En las cercanías de Gasteiz se ha organizado un encuentro de buscadores de tesoros, gente que se dedica al juego del geocaching, un deporte al aire libre como otro cualquiera, GPS mediante. En la fotografía tenéis inmortalizado a un buscador de tesoros ochentero. Todo un cazador-recolector en la selva, probablemente en Guinea Ecuatorial. El primer explorador español de aquellas tierras africanas fue precisamente un vitoriano, Manuel Iradier, artífice de una expedición quijotesca al río Muni.
Este heredero de Iradier que véis en la foto, machete en el bolsillo y paquete de Ducados, contribuyó a incrementar los fondos de bichería del Museo de Historia Natural de Vitoria. Además de los animales disecados y los insectos momificados, este centro cultural cuenta con una impresionante exposición geológica, un verdadero catálogo de joyería natural. Uno se queda petrificado viendo fijamente las piezas de ámbar que contienen insectos fosilizados en su interior. Una simple gota de resina les conccedió la eternidad.
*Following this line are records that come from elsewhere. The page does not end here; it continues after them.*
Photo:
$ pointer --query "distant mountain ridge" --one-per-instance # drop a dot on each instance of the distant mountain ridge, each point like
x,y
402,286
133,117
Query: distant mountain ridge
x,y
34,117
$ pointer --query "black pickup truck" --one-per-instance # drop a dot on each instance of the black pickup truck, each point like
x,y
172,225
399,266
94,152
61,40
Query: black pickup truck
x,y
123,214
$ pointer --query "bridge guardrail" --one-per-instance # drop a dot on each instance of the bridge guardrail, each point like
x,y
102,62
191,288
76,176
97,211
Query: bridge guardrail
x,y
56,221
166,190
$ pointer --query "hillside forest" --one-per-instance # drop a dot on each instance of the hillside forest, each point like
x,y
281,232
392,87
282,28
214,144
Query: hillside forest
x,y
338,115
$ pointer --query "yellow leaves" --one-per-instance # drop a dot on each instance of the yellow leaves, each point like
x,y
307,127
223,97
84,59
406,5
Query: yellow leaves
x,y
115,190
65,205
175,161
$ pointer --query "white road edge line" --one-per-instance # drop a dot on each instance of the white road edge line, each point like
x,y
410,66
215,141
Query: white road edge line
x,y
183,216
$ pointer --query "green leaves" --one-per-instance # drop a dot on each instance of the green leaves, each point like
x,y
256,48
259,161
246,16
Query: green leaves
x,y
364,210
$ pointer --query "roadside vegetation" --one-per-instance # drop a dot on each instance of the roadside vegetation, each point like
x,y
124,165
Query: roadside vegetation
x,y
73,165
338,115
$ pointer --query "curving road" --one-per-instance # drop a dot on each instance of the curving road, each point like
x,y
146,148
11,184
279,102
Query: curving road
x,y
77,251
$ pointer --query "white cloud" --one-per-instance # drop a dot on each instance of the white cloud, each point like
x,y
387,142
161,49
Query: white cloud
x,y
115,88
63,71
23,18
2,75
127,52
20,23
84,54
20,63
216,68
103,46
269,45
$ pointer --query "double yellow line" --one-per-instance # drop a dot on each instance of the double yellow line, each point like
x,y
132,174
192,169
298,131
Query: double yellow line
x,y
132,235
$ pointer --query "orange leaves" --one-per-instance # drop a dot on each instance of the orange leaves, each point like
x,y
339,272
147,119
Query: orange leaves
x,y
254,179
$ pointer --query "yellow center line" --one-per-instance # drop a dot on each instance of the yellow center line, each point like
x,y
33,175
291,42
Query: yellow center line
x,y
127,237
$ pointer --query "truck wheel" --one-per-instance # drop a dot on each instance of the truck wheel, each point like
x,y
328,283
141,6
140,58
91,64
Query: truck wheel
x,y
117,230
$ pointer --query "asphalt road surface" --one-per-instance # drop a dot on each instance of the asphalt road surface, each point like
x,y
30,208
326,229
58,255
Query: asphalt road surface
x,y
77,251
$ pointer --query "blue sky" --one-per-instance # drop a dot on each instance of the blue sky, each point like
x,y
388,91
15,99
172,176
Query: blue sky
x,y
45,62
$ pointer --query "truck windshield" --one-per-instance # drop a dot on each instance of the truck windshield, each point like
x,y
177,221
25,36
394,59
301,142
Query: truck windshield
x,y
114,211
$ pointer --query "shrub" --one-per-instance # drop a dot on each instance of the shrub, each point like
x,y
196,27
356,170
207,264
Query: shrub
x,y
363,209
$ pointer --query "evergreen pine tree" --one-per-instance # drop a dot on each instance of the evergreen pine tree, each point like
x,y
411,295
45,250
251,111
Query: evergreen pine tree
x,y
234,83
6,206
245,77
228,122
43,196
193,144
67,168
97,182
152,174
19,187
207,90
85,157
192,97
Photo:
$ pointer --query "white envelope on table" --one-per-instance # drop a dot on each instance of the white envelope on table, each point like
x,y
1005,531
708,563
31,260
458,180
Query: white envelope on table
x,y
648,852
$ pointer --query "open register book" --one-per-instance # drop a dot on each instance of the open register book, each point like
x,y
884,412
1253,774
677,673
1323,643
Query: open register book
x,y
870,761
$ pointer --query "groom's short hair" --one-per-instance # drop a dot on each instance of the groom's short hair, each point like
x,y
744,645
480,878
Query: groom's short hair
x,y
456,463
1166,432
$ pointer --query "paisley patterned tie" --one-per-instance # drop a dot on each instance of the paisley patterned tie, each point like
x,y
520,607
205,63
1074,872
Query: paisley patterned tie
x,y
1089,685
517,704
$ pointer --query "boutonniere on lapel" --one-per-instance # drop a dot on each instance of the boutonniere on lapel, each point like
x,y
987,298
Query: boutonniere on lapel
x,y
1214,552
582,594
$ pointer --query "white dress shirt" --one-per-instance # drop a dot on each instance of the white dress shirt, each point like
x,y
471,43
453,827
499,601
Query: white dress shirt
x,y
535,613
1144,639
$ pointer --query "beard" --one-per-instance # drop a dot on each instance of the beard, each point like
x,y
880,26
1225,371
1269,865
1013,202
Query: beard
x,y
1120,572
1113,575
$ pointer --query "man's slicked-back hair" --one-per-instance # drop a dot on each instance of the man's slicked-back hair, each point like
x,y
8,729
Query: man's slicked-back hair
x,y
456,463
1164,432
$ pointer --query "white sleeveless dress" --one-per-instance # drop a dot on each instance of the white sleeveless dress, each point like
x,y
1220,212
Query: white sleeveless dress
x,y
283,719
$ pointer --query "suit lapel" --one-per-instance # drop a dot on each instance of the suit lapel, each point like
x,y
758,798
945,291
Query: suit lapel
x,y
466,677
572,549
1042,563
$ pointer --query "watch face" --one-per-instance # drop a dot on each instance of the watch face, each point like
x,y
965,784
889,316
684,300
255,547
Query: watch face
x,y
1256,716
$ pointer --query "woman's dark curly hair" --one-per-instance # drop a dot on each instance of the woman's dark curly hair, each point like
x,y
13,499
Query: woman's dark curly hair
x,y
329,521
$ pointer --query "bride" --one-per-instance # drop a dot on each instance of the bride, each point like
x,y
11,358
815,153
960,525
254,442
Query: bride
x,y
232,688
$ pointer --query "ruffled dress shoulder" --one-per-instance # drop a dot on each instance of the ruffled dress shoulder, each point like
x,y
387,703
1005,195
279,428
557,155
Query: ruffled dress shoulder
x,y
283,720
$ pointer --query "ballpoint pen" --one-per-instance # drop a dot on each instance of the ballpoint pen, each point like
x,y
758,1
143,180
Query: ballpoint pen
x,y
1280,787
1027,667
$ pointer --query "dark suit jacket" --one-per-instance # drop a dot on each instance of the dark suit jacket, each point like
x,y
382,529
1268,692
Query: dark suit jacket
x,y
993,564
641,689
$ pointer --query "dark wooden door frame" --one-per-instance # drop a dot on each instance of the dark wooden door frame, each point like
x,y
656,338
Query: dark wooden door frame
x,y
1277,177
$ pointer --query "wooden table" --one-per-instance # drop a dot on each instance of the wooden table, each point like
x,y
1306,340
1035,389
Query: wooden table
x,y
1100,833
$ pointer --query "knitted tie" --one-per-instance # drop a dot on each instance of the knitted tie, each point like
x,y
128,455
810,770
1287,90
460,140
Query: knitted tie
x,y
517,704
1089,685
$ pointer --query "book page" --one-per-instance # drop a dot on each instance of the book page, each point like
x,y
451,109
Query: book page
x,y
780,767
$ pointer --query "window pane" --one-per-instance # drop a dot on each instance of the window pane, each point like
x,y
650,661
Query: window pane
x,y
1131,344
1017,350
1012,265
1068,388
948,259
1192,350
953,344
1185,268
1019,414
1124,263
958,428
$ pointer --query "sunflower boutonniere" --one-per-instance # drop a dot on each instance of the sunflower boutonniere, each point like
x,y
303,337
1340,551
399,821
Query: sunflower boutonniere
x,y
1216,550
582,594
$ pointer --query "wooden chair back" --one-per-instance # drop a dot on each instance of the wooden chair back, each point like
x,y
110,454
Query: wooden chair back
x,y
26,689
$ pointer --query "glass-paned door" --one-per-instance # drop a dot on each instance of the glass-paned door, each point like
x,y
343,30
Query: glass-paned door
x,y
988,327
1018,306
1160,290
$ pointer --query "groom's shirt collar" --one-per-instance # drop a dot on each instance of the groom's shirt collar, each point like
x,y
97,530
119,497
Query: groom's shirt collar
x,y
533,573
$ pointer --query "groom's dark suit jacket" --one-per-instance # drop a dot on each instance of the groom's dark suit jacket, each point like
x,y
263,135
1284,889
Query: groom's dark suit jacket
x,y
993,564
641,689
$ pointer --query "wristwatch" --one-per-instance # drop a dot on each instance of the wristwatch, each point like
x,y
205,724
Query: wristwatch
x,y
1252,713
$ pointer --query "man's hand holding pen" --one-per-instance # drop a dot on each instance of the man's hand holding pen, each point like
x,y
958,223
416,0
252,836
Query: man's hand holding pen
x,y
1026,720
Muchos kafkianos arqueólogos siguen considerando a las personas, del pasado y del presente, como insectos inertes dentro de una cápsula de ámbar. La literatura existe para liberar a la gente de estos seres empeñados en encarcelar la vida social.
Acabo el día en la Casa de Cultura Ignacio Aldecoa escuchando a Bernardo Atxaga en la presentación de su nuevo libro Nevadako Egunak (Los días de Nevada). Tengo la misma sensación que he experimentado una y otra vez en tierras etíopes. Siento un idioma que no entiendo. Me acuerdo de una tarde en algún sitio dde Oromía occcidental, cuando mi colega Alfredo entrevistaba a un anciano. Al cabo de un rato, el viejo se fijó en mi y preguntó: ¿el faranji por qué no habla?
Porque para escribir, sólo cabe escuchar.
No me entero mucho de lo que dice un escritor al que admiro, y que mueve con arte sus manos de artesano, como el viejo etíope del que os hablaba. De hecho, Atxaga es hijo de carpintero. Con razón. En su discurso identifico en muchas ocasiones una palabra: paisaje. Atxaga es un experto en el coaching de verdad, en captar la vida de la tierra que le rodea. En este caso, la Nevada estadounidense que vio llegar pastores vascones emigrados. Jon Juaristi ha sido uno de los vituperados intelectuales que ha señalado la importancia del paisaje en la historia de Vasconia, esa realidad que siempre se movió entre el ager (llanada alavesa y sur de Navarra) y el saltus (la montaña).
El autor de Obaba dejó escrito esta maravilla en el siguiente poema de Nueva Etiopía (1996):
Escribo en una lengua extraña. Sus verbos,
la estructura de sus oraciones de relativo,
las palabras con que designa las cosas antiguas
-los ríos, las plantas, los pájaros-
no tienen hermanas en ningún otro lugar de la Tierra.
Casa se dice etxe; abeja erle; muerte heriotz.
El sol de los largos inviernos, eguzki o eki:
el sol de las suaves y lluviosas primaveras,
también eguzki o eki, como es natural;
Es una lengua extraña, pero no tanto.
Nacida, dicen, en la época de los megalitos
sobrevivió, lengua terca, retirándose,
ocultándose como un erizo en este lugar
que ahora, gracias precisamente a ella,
muchos llamamos País Vasco o Euskal Herria.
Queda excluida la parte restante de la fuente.